I was chatting about life and Charles came up. I was talking about his research and when he would return. A light bulb appeared and I said “Oh! Have you seen a picture of him yet?” I saw my dad, behind him mouthing “not now.” I sort of snapped at my dad, and said “WHAT? He needs to know eventually” and looked at my grandpa, and with a smile on my face and a “it’s not a big deal” tone in my voice said “Grandpa, Charles is from Africa.” But apparently he knew already.

I showed them all a picture. Grandpa did seem tense (when doesn’t he?) and his comment was “this is a nice phone you have here.” But really, what should I expect? Yes, it is 2006, but my grandparents grew up in a different time. Even I look twice when I see intercultural relationships. He’s not shouting slurs or saying “that man is not welcome in my house.” He is not criticizing my choice (to my face anyway) he is having a hard time with it. Would it be better if color or nationality would be as unimportant to him as if Charles was Finnish or French, yes, that would be how it should be, but our culture has a long ways to go, and people’s conciousnesses are not going to change overnight, it is happening slowly, generation by generation.

I apologized to my dad for calling him out when he said “not now,” I let him know it just came out. I would still show Charles’ pictures, but I shouldn’t have drawn attention to my dad mouthing something behind my Grandpa’s back. My dad said Grandpa had been grumbling before I had gotten there about me marrying a teacher. (No, I am not engaged) My dad said “He won’t say it but I think it’s because he’s black” with a little too much enjoyment in his voice. My fucking dad, I swear he likes this. This is his chance to be “the good guy,” and for his nemesis, his dad to be the bad guy. The two of them argue all the time, so I think my dad just loves that he gets to be so obviously right and superior, and that he can be on my side, when often it is my grandparents (and the whole world for that matter) on my side, and him on the other. It would not be unlike my dad to enjoy stirring up drama. Thanks dad, this is my family, my current family and possibly someone who I want to integrate into the family. Thanks dad for being indelicate and turning it into a power struggle, when in essence all it needs to be is an adjustment to something different happening.

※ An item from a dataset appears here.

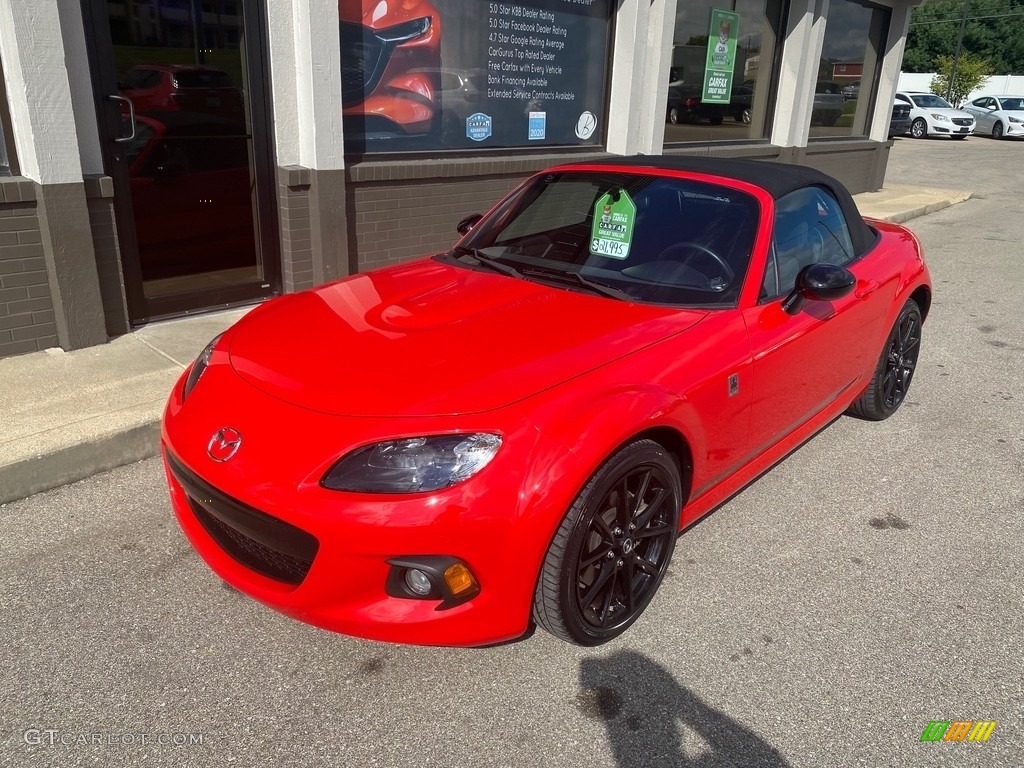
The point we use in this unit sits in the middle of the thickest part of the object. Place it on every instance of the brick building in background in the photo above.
(160, 158)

I have some respect for my Grandpa. When I was dating (and living with) a Pakistani he had one day asked me “Is that Haseem as nice as he seems?” I think that when he meets Charles, he will be impressed. My grandpa is a tense guy, and he always has to be the boss, so working within those parameters, I am not going to expect him to be gregarious and warm when Charles and him meet. But Grandpa is not a really warm guy. He is very dry. He tsks and rolls his eyes a lot. That’s just him. I think he will eventually say, “That Charles seems like a very nice man.”